So we were in the hotel all day Monday, and I just kept saying, "this is the weirdest day of my entire life," and it really kind of was. Some kind of strange mission "limbo," where we were "in the field" but we weren´t and it was just so strange. But interesting!
Then the flight to Santiago left the next morning. It was long, long, long and they fed us at really weird times. We had a couple hours to sleep in the airport, then a connection to Concepción, and then we were here! President Humphrey and his wife and some office elders and the senior couple in the office came to meet us, we went to the mission office in the city, had interviews, got pictures taken for our visas, and then went to our transfer meeting, where we had lunch and met our trainers!
My trainer is Hermana Bowns, and we are serving in the city Chillan in the Cordillera sector. She is originally from California, but her family followed her to Utah when she went to BYU. She is tiny - like 5-foot-nothing. It doesn´t stick out that much in Chile but it is strange for me to tower over someone for once. She´s awesome, though. She has been taking really good care of me! And when I even taught a little in Spanish in our first lesson together, she was really impressed. She said she didn´t speak in a lesson for an entire cambio (transfer). I´m not sure that I believe her though, because her Spanish is really awesome. Mostly I just stand there and stare at people while a bunch of white noise comes tumbling out of their mouths. Church was especially weird, because it was like supposed to be so familiar and yet I didn´t understand like a single word of what was happening. I had to get up and bear my testimony and when I have to do things like that mostly I cry because it´s just overwhelming to try to express thoughts and feelings that are so important and so close to my heart in a language that I have to struggle to use. Sigh.

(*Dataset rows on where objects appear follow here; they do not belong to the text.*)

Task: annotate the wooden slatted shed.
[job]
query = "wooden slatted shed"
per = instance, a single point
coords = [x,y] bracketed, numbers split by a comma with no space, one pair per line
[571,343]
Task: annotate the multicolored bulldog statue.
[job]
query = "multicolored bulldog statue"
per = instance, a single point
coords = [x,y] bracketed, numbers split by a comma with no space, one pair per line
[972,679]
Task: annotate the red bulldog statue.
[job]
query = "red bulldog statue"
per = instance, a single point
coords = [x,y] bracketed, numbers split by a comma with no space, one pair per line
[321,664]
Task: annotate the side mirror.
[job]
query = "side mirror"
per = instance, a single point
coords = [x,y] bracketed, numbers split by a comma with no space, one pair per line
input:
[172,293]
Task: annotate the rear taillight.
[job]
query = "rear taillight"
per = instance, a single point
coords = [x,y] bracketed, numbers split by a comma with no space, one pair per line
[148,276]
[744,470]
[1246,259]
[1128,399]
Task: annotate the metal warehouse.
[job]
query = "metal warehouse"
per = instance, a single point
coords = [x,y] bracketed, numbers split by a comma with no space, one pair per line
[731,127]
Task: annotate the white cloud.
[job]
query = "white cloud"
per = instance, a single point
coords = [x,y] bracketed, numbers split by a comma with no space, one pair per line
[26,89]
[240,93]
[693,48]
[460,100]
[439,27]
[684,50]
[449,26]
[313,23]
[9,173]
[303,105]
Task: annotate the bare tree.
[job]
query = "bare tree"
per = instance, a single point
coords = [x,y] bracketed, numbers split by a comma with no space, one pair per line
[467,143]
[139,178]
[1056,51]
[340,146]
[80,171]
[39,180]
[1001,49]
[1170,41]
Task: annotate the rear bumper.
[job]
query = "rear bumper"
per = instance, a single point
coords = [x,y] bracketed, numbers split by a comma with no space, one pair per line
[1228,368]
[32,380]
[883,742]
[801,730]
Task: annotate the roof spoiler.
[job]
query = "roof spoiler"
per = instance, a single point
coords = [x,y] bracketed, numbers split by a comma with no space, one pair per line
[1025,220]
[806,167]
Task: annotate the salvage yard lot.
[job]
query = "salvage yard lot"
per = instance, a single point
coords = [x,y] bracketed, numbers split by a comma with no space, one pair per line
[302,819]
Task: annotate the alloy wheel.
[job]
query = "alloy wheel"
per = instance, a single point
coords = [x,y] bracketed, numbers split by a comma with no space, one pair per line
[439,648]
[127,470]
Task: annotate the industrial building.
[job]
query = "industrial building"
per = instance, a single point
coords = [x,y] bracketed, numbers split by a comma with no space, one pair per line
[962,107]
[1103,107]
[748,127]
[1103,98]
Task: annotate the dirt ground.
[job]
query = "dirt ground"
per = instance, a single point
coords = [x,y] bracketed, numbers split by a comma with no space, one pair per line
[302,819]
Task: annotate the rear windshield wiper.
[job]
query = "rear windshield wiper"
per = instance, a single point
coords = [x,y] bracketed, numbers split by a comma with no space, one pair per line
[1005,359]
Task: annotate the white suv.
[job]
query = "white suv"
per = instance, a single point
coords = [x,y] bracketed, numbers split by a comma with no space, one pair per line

The culture shock hasn´t been too bad. Everybody "saluds" everyone else (I mean EVERYONE) both coming and going, by giving a kiss on the cheek (well, in the air next to your cheek). If you don´t salud someone when you come or leave they could be offended, so like when we leave Church meetings and stuff we have to run around the whole room kissing everybody (well, we shake hands with the boys and men). Food is not different here really at all, but meals are. They eat like bread and juice for breakfast and then have a big lunch and everyone comes home from school and work for it. Then they eat "once" sometime between 6-10 PM and that is bread and butter with like a hot drink. We feed ourselves breakfast, and then we are fed by ward members at lunch every day except Saturday and Monday (which is P-day). Hermana Bowns says I have been lucky and so far no one has fed us too much. But in almost all the houses, they plate your food and you eat everything on your plate. But it is against mission rules to eat máriscos (any seafood except fish), so I am safe from that! And mostly it´s been normal stuff, lasagna, stroganoff, chicken and mashed potatoes. But I still feel weird at almuerza (lunch) because I don´t really know yet if I am conducting myself properly, and I don´t have anything to say because I can´t understand the conversation, so I just keep eating until my plate is clean and then I get finished way before anyone else. But Hermana Bowns says I´ll figure it out.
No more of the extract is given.